Because then, when her guard was down, that awful man had come sniffing around, with his black coat, all grubby at the hem, and his eyes, tiny eyes, too deep-set in his face - and never trust a man with too-small eyes, Madaar-Bozorg always said - looking into everything, picking up a handkerchief or a hat with the tips of his long white fingers, replacing each item with a look of distaste as if it were contaminated.

She’d felt her hand in her skirt pocket itching to leap out and grab his hands, to make those horrible probing fingers go still and quiet.

She’d had an almost overwhelming urge to pick up an embroidered cushion or a silk scarf and place it firmly over his thin, hard mouth so that she wouldn’t have to look at that expression on his face for one minute longer.

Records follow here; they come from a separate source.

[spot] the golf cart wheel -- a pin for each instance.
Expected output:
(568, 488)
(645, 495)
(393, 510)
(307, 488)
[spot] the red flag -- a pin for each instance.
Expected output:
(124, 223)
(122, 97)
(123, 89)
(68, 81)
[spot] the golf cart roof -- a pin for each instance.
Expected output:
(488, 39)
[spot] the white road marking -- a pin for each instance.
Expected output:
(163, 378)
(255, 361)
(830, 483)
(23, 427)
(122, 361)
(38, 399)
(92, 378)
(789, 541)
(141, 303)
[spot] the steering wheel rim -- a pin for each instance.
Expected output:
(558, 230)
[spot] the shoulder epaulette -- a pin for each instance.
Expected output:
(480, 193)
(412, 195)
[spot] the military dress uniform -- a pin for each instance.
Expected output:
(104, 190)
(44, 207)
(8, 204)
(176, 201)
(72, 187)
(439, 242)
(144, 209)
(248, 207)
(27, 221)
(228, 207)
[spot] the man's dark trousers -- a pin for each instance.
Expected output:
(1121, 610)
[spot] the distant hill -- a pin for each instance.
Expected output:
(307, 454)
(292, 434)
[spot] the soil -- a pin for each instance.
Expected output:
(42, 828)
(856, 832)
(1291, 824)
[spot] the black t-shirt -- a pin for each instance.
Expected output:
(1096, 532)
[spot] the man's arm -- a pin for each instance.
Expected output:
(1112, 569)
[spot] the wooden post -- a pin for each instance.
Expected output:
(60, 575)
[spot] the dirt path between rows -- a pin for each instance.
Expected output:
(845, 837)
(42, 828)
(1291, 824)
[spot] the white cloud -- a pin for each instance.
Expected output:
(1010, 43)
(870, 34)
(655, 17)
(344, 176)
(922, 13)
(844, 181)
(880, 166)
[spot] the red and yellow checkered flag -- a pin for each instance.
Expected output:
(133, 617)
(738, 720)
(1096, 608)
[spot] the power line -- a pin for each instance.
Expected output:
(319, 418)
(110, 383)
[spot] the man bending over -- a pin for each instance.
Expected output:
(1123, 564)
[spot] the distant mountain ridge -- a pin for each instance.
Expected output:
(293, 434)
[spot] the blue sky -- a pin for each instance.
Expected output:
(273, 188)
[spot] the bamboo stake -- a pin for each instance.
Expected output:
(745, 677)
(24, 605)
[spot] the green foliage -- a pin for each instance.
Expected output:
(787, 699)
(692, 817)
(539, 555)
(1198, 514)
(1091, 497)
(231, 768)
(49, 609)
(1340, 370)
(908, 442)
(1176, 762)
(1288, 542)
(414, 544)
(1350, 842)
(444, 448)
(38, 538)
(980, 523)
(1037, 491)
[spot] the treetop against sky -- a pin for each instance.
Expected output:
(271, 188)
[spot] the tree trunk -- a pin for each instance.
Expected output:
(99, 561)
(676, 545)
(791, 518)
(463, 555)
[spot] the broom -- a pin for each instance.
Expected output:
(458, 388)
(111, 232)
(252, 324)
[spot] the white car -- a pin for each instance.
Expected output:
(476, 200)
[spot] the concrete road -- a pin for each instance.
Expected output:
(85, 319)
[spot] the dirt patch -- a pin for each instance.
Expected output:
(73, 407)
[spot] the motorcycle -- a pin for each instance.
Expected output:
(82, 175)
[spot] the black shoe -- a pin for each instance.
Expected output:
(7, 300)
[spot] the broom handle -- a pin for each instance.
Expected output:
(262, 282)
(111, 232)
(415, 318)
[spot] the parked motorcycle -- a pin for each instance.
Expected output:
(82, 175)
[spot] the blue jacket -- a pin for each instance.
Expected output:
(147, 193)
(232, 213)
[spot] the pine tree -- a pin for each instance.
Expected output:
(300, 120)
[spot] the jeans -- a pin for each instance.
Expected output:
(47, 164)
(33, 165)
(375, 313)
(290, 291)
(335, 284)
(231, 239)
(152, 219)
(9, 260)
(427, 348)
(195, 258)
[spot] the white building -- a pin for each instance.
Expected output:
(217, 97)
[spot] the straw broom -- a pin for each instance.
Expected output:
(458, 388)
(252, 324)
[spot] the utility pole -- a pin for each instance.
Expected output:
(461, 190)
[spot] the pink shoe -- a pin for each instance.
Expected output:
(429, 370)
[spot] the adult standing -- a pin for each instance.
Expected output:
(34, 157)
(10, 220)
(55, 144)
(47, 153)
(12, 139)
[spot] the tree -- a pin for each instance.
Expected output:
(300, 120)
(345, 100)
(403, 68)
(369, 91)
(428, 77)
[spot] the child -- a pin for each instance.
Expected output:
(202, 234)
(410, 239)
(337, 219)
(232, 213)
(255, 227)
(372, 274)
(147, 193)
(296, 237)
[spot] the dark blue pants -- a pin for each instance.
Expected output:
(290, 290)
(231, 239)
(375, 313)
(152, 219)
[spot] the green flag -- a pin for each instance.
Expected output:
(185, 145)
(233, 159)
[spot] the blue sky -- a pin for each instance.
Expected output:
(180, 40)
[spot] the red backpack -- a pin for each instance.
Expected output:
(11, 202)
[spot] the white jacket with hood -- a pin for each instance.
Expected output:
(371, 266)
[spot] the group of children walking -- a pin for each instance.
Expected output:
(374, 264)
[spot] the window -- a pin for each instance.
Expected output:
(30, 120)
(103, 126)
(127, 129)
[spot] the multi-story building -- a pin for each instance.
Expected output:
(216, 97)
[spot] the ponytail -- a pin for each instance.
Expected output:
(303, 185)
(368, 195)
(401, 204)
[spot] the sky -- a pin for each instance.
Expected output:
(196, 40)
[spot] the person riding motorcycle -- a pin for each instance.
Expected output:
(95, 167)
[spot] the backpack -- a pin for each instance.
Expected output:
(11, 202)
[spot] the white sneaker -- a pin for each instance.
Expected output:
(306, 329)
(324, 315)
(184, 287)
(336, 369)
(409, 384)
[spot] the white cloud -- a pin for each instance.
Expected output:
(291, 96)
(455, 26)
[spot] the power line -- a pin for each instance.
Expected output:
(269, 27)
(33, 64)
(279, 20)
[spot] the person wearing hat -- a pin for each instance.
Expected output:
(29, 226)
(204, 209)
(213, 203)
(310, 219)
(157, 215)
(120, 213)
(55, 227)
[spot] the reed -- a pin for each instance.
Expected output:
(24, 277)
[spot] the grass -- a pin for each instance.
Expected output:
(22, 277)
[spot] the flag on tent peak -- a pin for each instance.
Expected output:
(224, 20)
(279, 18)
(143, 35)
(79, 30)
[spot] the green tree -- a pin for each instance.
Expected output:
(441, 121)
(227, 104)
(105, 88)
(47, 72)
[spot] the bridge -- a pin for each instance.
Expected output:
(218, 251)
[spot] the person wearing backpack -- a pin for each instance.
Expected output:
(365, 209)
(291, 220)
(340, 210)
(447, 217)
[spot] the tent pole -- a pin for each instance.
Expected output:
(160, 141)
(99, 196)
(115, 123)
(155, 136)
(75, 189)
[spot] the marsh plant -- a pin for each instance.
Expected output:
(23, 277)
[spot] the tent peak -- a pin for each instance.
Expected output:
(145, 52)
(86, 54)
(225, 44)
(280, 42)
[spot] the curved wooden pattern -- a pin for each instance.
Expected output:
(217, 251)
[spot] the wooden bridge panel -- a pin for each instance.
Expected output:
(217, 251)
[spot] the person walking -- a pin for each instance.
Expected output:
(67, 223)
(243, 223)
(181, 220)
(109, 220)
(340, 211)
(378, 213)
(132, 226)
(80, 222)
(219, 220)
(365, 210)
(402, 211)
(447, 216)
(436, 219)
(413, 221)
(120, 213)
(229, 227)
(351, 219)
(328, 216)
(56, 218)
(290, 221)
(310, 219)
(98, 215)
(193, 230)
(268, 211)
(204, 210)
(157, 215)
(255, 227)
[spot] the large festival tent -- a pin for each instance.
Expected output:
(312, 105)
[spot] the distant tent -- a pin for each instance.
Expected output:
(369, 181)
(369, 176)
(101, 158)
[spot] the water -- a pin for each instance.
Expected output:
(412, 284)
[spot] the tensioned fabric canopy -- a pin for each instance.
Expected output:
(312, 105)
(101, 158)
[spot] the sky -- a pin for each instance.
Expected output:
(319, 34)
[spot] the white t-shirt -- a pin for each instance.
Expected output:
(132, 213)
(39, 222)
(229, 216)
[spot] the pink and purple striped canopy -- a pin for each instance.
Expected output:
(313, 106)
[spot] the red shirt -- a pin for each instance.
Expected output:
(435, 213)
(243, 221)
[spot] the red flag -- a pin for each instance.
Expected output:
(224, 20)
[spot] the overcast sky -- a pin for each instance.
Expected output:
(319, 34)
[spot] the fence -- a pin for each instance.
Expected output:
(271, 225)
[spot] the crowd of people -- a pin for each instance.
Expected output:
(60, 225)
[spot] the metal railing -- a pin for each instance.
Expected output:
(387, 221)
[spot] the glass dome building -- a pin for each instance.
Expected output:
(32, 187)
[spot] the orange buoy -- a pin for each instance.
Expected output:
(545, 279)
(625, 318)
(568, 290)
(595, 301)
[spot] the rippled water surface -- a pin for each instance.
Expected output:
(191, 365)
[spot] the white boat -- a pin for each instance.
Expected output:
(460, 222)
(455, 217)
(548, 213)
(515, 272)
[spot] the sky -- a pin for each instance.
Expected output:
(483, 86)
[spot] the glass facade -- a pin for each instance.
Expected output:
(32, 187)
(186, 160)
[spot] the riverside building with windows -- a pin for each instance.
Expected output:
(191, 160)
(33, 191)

But instead she’d smiled and smiled and laid her hand gently on his arm – he’d certainly liked that, hadn’t he? – and she’d gestured towards the doorway gently, carefully, so that he wouldn’t feel pressured, so that he wouldn’t know, even for a second, that she was ushering him away, across the floor and out of the door. Away. Please. Leave us now. Watching as the last flick of his black coat disappeared around the corner like a rat’s tail.

Fabbia Moreno knew how to make a shop. She knew how to make a high waist and a concealed seam, how to drape a neckline or cut on the bias, how to sew stretch jersey, remove the scuff marks from a 1920s evening slipper or restore the nap of a blush-pink leather glove.

But she didn’t know how to keep Ella safe, how to shield her from the prying fingers, the hard faces, the questions and looks, the words half-whispered behind the back of a hand or tossed over a shoulder, words made to cut you or hook you in.

And wherever they went, there was no getting away from those words, it seemed.

Foreigner. Dirty Arab. Osama Bin Laden. Terrorist cell. Excuse me, madam, may I see your papers? Passport? How long do you intend to stay here? Taking our jobs. Why don’t you just go home?

What had this man said as he stood, holding her flyer between his long wormy fingers? She tried to remember.

‘I take it you have a permit for this little opening party. If you’re going to serve alcohol, Mrs Moreno, well, you’ll need certain permissions from my office. But I’m sure that can all be arranged…’

Fabbia knew exactly what that meant.

‘Oh,’ she’d said, offering him her best smile, ‘I wouldn’t want to cause your office any extra trouble, Councillor. In that case, I will offer my guests some very nice homemade lemonade. Thank you so much for advising me.’